Abdi Banda

Personal information
- Date of birth: 20 May 1995 (age 29)
- Place of birth: Tanga, Tanzania
- Height: 1.85 m (6 ft 1 in)
- Position(s): Centre back

Team information
- Current team: Richards Bay
- Number: 28

Senior career*
- Years: Team / Apps / (Gls)
- 2012–2014: Coastal Union
- 2014–2017: Simba
- 2017–2019: Baroka / 41 / (4)
- 2019–2020: Highlands Park / 9 / (0)
- 2020: TS Galaxy / 0 / (0)
- 2021–2022: Mtibwa Sugar
- 2022–2023: Chippa United / 15 / (1)
- 2023–: Richards Bay / 7 / (0)

International career^{‡}
- 2014–: Tanzania / 19 / (1)

= Abdi Banda =

Tanzanian international footballer

Abdi Banda (born 20 May 1995) is a Tanzanian professional footballer who plays as a defender for South African Premier Division club Richards Bay.

==Club career==
Born in Tanga, he has played club football for Coastal Union, Simba, Baroka and Highlands Park. After Highlands Park sold their license to TS Galaxy, Banda was transferred in that squad, but was released since he was injured at the time.

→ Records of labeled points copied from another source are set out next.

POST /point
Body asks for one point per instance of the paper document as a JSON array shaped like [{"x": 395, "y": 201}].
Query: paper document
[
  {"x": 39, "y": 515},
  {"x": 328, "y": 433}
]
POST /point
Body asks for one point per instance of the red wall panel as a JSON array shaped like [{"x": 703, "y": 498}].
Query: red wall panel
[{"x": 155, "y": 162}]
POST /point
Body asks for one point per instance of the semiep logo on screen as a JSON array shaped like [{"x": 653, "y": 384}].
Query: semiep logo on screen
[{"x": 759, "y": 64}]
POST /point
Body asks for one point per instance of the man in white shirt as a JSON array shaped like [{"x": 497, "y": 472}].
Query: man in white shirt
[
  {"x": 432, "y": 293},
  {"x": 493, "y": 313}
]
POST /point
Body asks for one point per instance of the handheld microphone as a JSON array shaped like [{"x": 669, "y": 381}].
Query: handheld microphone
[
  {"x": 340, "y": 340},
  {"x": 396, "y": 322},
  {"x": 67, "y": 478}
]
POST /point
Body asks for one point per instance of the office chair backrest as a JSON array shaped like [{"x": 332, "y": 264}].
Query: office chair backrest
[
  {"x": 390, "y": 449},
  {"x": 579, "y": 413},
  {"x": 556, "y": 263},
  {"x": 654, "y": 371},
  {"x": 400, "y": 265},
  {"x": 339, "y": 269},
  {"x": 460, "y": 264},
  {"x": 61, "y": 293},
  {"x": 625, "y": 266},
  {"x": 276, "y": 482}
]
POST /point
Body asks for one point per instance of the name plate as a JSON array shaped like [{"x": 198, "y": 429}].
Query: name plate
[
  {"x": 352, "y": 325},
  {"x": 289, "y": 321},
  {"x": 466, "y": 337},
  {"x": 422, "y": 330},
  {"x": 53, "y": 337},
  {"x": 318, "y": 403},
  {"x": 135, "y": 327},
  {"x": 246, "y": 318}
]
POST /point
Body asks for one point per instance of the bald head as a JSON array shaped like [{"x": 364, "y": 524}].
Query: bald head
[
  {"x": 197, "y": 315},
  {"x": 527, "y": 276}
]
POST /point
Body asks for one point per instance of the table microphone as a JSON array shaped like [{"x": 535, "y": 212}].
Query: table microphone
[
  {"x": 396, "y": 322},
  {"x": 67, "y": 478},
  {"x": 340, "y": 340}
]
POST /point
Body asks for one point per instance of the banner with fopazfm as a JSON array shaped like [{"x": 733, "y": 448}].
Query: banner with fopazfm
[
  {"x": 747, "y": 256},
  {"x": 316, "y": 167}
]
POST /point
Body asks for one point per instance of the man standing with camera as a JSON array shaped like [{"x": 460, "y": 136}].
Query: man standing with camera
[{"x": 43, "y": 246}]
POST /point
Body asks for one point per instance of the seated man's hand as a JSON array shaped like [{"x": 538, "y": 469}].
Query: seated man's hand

In September 2021 he signed for Mtibwa Sugar. In June 2022 he signed for Chippa United.

==International career==
He made his international debut for Tanzania in 2014.

==Personal life==
He has a daughter, born October 2019, with his wife Zabibu Kiba, the sister of Ali Kiba. The child was initially reported to be a boy.